そうでなくとも、子どもは学校には行かなければいけないものと思っている。まして、受験を受かって入った高校。とくに小さい頃からスポーツが好きで、運動神経もよかった裕太くんにとって、バレーボールの強豪である丸子実業のしかもバレーボール部に入れたことは、夢の実現の第一歩であり、本当は学校に、部活動に行きたかったと思う。
行きたいのに行くことができない。それだけでも大きな悩みであるのに、さらに学校から登校を促す手紙や電話がしつこくくる。これは脅迫以外の何ものでもない。死に追いつめられて当然だと思う。

子どもがどういうときに死に追いつめられるか。
いじめももちろんある。しかし、一番大きいのは、勇気を振り絞っていじめを大人に打ちあけたあと、気持ちを理解してもらえず何の対処もしてもらえなかったとき、あるいは、「お前にも原因があるのではないか」などと、助けてくれるはずの大人から責められたときだと思う。

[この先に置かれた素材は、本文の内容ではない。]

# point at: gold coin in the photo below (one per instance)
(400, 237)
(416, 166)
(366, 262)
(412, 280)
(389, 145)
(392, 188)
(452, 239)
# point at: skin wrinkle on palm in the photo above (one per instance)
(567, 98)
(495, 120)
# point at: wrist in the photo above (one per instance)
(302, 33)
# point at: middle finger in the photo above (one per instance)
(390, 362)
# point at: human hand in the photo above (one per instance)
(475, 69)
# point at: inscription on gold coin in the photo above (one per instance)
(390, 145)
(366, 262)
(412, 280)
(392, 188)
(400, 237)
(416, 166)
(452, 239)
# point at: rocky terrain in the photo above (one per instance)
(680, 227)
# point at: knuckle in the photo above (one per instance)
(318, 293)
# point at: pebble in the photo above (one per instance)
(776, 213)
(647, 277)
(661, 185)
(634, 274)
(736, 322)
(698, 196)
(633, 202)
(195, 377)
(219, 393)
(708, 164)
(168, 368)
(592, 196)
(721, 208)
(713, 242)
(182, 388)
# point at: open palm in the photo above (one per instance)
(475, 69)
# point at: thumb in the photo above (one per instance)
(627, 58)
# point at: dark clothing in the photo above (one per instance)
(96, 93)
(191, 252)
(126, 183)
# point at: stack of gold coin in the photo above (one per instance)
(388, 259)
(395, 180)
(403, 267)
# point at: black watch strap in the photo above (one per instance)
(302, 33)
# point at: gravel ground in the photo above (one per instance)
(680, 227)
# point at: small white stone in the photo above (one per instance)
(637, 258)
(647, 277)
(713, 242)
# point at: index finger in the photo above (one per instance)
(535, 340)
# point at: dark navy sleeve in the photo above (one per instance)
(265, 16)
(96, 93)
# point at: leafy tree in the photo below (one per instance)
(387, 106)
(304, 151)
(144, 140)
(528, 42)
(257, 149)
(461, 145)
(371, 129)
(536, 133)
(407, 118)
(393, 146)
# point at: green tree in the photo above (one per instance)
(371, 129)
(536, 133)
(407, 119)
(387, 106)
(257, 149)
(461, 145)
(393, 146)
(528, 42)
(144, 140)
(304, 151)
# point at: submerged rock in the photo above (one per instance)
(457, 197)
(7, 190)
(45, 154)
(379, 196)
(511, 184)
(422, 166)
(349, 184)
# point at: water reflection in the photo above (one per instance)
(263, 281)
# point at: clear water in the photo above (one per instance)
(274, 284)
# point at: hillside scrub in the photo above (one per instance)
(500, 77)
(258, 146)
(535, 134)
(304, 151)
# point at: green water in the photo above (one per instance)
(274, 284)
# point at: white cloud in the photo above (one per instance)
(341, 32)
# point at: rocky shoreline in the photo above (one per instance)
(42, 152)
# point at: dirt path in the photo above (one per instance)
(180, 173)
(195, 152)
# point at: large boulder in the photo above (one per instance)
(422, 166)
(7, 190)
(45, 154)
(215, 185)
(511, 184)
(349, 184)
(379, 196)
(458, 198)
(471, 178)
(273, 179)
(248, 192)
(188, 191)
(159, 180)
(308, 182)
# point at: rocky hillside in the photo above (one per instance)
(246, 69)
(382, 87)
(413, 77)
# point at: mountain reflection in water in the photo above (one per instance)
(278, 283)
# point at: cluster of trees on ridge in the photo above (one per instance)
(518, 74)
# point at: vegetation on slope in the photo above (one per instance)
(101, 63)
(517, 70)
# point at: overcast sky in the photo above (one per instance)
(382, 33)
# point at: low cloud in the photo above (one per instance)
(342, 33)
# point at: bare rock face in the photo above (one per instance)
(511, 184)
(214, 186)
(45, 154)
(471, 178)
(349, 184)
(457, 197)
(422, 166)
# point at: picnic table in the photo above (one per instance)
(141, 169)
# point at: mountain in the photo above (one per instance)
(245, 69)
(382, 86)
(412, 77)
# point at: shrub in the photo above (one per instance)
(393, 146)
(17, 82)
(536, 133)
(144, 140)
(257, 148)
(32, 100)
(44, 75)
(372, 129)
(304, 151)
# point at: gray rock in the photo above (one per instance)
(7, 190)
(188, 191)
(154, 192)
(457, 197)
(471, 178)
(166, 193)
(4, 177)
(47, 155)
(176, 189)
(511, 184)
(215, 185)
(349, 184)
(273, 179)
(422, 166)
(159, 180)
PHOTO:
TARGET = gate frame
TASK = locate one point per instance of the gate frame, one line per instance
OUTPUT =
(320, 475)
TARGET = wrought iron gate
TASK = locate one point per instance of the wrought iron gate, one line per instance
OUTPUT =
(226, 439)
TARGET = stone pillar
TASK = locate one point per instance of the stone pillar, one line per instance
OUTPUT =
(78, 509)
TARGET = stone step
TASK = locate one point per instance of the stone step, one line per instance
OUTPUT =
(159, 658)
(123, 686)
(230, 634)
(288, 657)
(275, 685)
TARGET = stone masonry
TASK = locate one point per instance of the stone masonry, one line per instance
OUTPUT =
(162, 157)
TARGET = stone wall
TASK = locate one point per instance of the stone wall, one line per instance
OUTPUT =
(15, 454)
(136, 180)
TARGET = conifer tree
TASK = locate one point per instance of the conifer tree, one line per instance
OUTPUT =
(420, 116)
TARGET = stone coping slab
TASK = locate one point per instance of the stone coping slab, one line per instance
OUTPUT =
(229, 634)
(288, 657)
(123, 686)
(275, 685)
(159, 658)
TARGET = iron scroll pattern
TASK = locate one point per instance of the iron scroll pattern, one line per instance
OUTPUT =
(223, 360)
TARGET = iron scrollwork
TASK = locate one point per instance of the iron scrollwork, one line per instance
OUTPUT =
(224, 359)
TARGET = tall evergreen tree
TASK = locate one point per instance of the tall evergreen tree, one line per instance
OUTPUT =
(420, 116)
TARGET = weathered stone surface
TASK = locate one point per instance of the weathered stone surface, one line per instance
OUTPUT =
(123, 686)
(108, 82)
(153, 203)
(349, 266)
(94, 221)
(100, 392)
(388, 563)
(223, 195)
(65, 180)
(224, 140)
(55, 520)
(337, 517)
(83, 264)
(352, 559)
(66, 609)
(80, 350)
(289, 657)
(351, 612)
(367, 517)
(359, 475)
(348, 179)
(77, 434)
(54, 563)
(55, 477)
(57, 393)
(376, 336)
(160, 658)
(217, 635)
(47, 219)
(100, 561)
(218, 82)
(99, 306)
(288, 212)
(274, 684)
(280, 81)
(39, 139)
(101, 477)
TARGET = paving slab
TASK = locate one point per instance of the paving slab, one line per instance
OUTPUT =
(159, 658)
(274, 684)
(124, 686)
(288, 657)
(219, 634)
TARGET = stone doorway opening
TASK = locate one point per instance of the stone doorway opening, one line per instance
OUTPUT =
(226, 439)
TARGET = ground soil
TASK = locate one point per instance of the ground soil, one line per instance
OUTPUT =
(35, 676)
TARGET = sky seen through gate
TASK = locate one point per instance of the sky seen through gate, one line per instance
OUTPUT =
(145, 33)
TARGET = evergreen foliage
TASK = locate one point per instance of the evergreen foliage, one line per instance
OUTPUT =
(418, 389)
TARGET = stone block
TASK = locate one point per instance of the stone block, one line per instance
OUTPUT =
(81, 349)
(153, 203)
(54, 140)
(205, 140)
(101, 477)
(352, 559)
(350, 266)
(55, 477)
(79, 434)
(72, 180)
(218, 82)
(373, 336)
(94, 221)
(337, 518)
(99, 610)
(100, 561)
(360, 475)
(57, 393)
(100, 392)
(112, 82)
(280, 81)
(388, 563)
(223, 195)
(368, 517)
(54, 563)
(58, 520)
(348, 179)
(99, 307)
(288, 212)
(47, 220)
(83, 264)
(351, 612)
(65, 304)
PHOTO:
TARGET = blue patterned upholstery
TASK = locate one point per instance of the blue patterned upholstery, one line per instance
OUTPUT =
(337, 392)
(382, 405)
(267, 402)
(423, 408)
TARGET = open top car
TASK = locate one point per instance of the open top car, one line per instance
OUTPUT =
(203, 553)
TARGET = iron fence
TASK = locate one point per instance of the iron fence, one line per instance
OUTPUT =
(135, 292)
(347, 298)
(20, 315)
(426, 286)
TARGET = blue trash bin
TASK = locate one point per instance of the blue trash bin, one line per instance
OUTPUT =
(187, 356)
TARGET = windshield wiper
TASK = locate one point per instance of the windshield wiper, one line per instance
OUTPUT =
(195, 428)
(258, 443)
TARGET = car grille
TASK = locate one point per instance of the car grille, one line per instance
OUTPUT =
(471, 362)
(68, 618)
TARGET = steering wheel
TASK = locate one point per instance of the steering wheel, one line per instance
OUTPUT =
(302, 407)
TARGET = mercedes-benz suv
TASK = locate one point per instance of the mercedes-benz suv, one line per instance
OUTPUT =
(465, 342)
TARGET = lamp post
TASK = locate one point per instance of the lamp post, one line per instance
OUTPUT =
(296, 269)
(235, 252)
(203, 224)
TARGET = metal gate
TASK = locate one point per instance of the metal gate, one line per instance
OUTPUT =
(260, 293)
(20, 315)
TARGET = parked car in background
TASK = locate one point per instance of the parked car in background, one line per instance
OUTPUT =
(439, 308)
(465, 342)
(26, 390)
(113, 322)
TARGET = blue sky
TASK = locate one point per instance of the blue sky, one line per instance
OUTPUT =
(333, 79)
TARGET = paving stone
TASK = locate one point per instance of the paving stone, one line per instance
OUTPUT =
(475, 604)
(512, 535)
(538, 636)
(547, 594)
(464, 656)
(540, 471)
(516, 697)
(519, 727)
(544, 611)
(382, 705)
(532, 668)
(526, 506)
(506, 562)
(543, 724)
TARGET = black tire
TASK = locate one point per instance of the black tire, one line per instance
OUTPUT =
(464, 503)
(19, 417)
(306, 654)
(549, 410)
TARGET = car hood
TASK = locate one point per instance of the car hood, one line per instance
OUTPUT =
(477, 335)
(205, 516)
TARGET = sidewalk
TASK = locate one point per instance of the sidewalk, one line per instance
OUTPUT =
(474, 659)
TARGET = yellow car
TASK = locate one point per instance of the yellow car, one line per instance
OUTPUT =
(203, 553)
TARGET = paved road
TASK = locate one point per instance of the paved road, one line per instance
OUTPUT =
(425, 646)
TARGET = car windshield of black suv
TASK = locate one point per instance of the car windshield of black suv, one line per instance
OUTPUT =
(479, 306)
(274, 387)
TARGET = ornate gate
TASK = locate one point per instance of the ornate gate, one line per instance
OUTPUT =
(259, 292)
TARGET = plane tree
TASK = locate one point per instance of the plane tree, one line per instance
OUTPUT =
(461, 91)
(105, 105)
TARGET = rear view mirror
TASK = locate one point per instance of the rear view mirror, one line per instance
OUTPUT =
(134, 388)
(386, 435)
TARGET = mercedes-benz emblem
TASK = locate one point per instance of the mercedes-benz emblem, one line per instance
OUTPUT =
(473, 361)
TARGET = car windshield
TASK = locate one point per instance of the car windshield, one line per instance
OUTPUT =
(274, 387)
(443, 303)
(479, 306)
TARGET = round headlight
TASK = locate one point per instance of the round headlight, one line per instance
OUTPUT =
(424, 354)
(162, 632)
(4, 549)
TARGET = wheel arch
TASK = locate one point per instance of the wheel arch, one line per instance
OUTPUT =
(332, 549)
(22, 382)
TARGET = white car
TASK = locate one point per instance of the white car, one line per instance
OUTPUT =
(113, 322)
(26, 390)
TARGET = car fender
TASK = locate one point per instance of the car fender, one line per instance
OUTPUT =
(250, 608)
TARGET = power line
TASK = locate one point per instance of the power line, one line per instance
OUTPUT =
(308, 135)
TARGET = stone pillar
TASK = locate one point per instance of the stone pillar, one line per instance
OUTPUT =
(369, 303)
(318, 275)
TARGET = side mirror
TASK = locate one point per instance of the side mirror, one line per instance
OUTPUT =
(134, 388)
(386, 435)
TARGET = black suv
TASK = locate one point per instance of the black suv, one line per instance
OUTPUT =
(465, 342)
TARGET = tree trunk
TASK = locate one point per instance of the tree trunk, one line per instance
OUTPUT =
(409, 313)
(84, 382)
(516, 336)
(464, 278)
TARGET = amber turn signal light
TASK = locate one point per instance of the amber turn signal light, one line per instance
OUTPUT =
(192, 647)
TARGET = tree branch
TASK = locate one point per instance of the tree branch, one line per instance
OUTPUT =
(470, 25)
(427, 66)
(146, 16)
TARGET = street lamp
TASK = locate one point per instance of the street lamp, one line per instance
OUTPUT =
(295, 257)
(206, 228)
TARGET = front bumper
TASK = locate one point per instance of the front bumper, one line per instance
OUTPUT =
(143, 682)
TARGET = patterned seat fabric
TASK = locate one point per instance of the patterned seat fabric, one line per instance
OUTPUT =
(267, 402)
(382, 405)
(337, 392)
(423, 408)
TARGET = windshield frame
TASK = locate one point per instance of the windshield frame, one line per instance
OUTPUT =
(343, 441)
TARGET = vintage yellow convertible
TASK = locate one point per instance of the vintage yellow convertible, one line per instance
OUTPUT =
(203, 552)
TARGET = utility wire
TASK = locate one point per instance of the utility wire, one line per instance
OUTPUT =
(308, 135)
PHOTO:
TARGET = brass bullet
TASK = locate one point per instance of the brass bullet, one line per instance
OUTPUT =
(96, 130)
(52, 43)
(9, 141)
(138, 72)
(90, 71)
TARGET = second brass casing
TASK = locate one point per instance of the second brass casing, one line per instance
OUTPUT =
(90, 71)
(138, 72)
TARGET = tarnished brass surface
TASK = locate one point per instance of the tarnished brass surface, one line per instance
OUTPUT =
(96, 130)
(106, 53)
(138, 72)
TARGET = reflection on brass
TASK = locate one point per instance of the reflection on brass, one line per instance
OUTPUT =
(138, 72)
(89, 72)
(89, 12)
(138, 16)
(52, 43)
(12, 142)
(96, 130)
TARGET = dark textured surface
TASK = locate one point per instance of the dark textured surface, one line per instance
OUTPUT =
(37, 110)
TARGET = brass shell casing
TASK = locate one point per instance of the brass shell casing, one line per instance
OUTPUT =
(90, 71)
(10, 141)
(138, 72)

2006年いじめ自殺や自殺予告が多発して、伊吹文部科学大臣はマスメディアを通じて全国の子どもたちに「いじめられて苦しんでいる君は、けっして一人ぼっちじゃないんだよ。 お父さん、お母さん、おじいちゃん、おばあちゃん、きょうだい、学校の先生、学校や近所の友達、だれにでもいいから、はずかしがらず、一人でくるしまず、いじめられていることを話すゆうきをもとう。話せば楽になるからね。きっとみんなが助けてくれる。」と呼びかけた。
まるで、いじめられている子どもが言わないから、解決できなかったとでも言うように。

でも、現実は、裕太くんは勇気をもっていじめられていることを話したのに、楽にならなかった。助けてもくれなかった。むしろ、助けを求めた大人たちにどんどん追いつめられていった。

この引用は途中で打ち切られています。